“I wonder if I could sing a bit of my signature song to you,” said Jennifer Holliday at the McDonald’s Gospelfest concert at Prudential Hall in Newark, May 7. She was referring to “And I Am Telling You I’m Not Going,” which she first sang on Broadway, in “Dreamgirls,” in 1981. It’s a love song, not a gospel song. But it’s also, as she said, a “testimony of survival,” and so it fit right in at this show, which was full of anthems of faith and perseverance.
The concert took place at the Prudential Center in Newark on the Saturday of Mother’s Day Weekend, and though three of the gospel world’s leading male performers (Tye Tribbett, Hezekiah Walker and Donnie McClurkin) performed the last three sets, it was, appropriately enough, the women on the bill — Holliday, Tamela Mann, Yolanda Adams, Shirley Caesar, Cissy Houston and Karen Clark Sheard — who generally made the biggest impressions. Very possibly, no other gospel show in the country, this year, will gather so much talent under one roof.

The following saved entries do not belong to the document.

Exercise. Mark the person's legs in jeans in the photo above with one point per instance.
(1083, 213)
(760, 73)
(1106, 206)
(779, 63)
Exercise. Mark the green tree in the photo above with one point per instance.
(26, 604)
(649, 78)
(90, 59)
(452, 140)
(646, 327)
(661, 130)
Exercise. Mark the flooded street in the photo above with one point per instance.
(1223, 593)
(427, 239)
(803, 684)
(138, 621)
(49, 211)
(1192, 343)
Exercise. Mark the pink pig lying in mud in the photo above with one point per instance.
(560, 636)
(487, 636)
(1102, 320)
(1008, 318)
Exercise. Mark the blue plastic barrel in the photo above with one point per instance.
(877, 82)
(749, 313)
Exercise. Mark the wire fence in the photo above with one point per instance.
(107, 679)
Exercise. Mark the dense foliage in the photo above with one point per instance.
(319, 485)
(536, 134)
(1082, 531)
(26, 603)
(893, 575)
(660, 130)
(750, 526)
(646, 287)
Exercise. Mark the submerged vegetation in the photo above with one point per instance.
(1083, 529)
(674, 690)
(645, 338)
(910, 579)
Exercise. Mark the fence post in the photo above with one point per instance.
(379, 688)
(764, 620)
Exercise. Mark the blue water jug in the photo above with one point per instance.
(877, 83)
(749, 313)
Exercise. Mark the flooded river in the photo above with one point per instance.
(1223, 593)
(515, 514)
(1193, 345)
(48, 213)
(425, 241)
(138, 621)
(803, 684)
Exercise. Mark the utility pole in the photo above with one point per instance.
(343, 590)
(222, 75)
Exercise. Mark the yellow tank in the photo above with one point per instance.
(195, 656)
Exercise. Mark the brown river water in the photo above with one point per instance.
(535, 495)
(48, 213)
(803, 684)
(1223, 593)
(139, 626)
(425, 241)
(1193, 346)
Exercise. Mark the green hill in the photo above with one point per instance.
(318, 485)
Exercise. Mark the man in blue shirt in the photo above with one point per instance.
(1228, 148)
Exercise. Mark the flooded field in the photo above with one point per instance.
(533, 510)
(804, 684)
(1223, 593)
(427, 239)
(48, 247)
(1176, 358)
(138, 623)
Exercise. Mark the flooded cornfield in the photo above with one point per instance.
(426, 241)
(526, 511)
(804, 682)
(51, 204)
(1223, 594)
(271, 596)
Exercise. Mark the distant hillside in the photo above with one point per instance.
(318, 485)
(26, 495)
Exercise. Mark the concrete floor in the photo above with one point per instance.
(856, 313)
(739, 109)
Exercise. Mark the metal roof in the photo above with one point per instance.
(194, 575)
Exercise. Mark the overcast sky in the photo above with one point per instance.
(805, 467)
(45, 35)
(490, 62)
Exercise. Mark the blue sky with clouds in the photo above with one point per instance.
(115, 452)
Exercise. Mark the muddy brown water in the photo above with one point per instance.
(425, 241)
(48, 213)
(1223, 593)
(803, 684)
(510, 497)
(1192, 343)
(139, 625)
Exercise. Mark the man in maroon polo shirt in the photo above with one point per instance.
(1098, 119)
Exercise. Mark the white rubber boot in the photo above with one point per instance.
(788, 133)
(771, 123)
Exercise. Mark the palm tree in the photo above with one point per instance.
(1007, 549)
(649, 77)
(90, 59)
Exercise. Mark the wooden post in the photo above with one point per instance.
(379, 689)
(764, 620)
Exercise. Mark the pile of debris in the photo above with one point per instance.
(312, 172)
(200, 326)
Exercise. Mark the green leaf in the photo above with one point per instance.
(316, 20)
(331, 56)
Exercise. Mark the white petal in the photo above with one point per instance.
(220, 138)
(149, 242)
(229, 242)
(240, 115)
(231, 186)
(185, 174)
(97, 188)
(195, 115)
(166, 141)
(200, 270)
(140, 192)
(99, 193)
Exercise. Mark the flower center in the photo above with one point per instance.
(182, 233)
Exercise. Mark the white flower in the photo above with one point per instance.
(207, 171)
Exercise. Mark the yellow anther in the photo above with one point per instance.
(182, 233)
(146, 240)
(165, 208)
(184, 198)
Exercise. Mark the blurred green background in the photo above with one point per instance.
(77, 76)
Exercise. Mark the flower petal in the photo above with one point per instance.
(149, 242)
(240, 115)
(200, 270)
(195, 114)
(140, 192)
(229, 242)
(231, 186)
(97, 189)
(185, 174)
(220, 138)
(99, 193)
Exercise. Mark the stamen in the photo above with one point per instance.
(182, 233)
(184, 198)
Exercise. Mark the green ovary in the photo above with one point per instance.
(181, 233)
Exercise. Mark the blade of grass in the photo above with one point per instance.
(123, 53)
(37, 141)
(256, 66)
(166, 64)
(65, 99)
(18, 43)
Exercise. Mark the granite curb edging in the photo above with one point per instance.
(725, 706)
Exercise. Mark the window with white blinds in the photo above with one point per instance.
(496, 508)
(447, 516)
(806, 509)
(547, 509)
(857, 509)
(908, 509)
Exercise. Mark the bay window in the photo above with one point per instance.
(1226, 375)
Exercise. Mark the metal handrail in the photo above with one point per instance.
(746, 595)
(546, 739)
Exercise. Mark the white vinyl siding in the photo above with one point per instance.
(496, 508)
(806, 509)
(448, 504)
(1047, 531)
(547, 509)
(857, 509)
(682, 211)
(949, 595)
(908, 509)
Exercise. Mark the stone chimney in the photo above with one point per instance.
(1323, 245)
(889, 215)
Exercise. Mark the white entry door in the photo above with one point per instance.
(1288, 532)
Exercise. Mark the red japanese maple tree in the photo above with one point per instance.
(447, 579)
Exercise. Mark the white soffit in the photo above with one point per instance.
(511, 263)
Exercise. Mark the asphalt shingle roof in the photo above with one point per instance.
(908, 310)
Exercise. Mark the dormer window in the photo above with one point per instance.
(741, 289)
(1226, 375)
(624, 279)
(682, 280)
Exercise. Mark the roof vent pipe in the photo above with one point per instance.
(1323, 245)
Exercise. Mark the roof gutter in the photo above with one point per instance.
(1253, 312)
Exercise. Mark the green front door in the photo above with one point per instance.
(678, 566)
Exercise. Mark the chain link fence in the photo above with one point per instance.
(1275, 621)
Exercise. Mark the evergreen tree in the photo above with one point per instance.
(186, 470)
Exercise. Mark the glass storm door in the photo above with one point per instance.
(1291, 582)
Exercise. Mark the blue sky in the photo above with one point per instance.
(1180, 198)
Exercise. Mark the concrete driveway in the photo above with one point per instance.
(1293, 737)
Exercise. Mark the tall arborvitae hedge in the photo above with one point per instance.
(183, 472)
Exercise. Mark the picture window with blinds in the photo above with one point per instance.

Caesar, 77, and Houston, 82, left no doubt their stately voices are still powerful instruments, and Caesar had the perfect holiday-themed song: “I Remember Mama,” with lines like “I remember mama in a happy way/She packed our lunch in an old greasy bag/It might’ve seemed empty/But it was more than others had.”
Adams accepted commiserations from Gospelfest producer-director A. Curtis Farrow about the recent cancellation of her nationally syndicated gospel radio show; and a medal of honor from the city of Newark, presented to her by one of her biggest fans, council president Mildred C. Crump.
Mann’s set included one of the show’s most musically adventurous songs, her new single “One Way,” which has a rock beat and screaming electric guitars. “The message is the same, but the beat is different,” she said.
It was a day of devout performances and sincere messages, but host Greg Kelly (of television’s “Good Day New York”), who is clearly a huge fan of gospel music, added a surreal touch by cruising around the stage on a Hoverboard.
The show lasted more than seven hours, with no intermission or long breaks between set changes. In the late afternoon, aspiring artists — soloists, choirs, praise dancers, gospel comedians and more — competed in various categories. (More than 20,000 people auditioned to be part of the competition, Farrow said.) In the final afternoon segment, four pre-teens and one octogenarian took the stage together, and blew everyone away with their talent.
In its 33 years, McDonald’s Gospelfest has awarded millions of dollars to its competition winners. One former contestant — Hezekiah Walker — turned into a headliner himself.
The show was taped for television broadcast this summer, on a date to be determined.